Built at a time when many residents lived in slum housing, it provided a welcome place to relax in some of their brief leisure time.
Into the turn of the century it remained popular, and during World War II the arches were bricked up and adapted for use as air raid shelters.
And nearly every decade since there has been a major council plan for the sunken green space.
In the 1950s it was proposed to create a “Princess Street” skyline for the city by doubling the width of Denburn road and demolishing a number of buildings.
In the 1960s, a scheme was put forward to raise the gardens to street level and put car parking beneath the park.
The idea was resurrected two decades later – but turned down in 1987.
And by the 1990s the talk was of a “millennium square” – a £30million project that would have created 400 jobs and included shops, restaurants and performance and exhibition space.
It was shelved after failing to attract National Lottery funds.

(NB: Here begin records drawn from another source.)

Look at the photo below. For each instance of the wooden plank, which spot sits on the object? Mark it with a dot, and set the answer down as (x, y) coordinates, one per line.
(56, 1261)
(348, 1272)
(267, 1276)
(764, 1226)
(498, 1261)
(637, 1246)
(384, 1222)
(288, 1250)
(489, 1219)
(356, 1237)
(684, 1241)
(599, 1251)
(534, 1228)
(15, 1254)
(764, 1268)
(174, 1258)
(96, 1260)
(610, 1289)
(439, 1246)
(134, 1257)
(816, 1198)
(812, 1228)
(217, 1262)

In 2008 a multi-million pound blueprint for the space backed by oil industry tycoon Sir Ian Wood was announced, dividing the city.
The “Granite Web” design was backed by Sir Ian with up to £50million of his own money.
In a 2012 referendum, there were 45,301 votes in favour of the project and 41,175 people opposed.
But the Labour group in Aberdeen fought council elections that year on a platform of retaining the gardens, becoming the largest party and forming a coalition with the Conservatives and independents.
Aberdeen City Council finally rejected the City Garden Project by two votes.
The current plans, as part of the city centre masterplan, have, in theory at least, the backing of all councillors as the masterplan was voted through unanimously.
But opposition party leaders have previously stated that while they support the masterplan they would exercise judgement on each individual element.